Wells set out to shatter harmful myths and improve the African American experience by exposing the truth. She made her voice heard in time, place, and in an atmosphere that was not only hostile to her identity and cause, but tangibly incendiary. She published a number of pamphlets including, Southern Horrors: Lynch Law in All its Phases in 1892 and The Red Record in 1895. In 1892, a mob of white men and boys attacked and murdered three African American men, Thomas Moss, Calvin McDowell and Harry Stewart, whose only crime was running a successful grocery store. Their murders made her column in the black newspaper, Memphis Free Speech, more relevant, charged, and widely read than ever before. After her newspaper office was burned in retaliation for her columns, Wells left Memphis for her own safety, but she continued her campaign in New York. With the active support of black women’s clubs, African American newspapers, and a few white supporters, she turned lynching into a national issue.
For more information on Ida B. Wells, see Memphis: Building Community Study Guide and Choosing to Participate.
Thomas Oliver "T.O." Jones led 1,300 black sanitation workers in Memphis in a strike against the city's neglect and abuse of its black employees in February 1968. The strike lasted into April and was resolved in the aftermath of the assassination of Rev. Dr. Martin Luther King Jr. when all of the demands of the strikers were met.
As a sanitation worker himself, he fought for the right to unionize, eventually starting a union that was unrecognized by the city. He demanded recognition of their union, better safety standards, and a decent wage. Wages were so low that even full time workers qualified for food stamps. Working conditions were often dangerous; there were no breaks, and nowhere to eat, change clothes, or use the restroom. Black workers were regularly sent home without pay on rain days, while white workers stayed on the job and got paid.
His activism led to his dismissal in 1963 with the city citing “inefficiency” as the main reason.
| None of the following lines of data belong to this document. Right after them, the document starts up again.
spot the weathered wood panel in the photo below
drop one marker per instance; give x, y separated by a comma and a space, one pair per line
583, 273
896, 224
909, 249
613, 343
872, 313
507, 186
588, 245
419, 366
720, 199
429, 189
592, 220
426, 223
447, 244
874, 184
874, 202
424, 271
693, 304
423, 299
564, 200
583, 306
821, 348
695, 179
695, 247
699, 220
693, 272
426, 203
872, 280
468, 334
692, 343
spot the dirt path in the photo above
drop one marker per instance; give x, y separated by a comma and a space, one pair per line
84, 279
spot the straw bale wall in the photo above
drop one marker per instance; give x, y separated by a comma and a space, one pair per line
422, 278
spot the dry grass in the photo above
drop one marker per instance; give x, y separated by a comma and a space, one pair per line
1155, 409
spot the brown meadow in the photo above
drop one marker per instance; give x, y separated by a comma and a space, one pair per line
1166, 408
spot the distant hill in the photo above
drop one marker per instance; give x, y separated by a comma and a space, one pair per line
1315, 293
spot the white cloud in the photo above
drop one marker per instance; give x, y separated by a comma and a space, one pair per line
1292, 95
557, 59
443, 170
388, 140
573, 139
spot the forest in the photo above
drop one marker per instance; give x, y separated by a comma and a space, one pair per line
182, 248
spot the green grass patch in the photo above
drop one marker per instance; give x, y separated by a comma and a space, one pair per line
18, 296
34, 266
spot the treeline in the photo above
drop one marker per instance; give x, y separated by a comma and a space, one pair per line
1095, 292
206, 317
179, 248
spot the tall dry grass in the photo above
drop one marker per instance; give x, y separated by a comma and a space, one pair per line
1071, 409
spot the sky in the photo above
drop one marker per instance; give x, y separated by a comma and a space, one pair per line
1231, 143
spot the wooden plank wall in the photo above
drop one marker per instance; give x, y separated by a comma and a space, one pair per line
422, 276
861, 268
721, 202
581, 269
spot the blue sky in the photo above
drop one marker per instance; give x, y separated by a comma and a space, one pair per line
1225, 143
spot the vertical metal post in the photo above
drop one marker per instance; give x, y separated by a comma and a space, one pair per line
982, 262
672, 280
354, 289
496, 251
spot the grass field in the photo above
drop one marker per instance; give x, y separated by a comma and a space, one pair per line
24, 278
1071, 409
Jones' initial outrage and leadership inspired his colleagues to organize and take action in the 1968 campaign, which included the famous “I am a Man” signs as a statement of dignity and individual rights, and ultimately led to a better wage and more equal rights for black sanitation workers.
For more information on T.O. Jones and the Memphis Sanitation Workers’ Strike, visit the National Civil Rights Museum’s exhibit “I Am A Man: Memphis Sanitation Strike 1968,”. See also Facing History’s Memphis: Building Community Study Guide or educator’s guide to Eyes on the Prize.
Rabbi James A. Wax served as Senior Rabbi at Temple Israel in Memphis from 1954 to 1978 and took an active role in civic and community leadership serving many organizations throughout the city. Rabbi Wax interpreted the history of Judaism, his Jewish identity, and reformed ideology as cause to protect other persecuted groups through community dialogue and peaceful, non-direct action tactics. This included mediation during the 1968 sanitation workers’ strike as well as marching alongside the African American Interdenominational Ministerial Alliance the day after Martin Luther King, Jr. was assassinated to demand the mayor settle the strike. He also was co-chair of the Memphis Ministers Association, an interfaith group that worked to address poverty and racial inequality. This coalition later became the Metropolitan Inter-faith Association of Memphis (MIFA).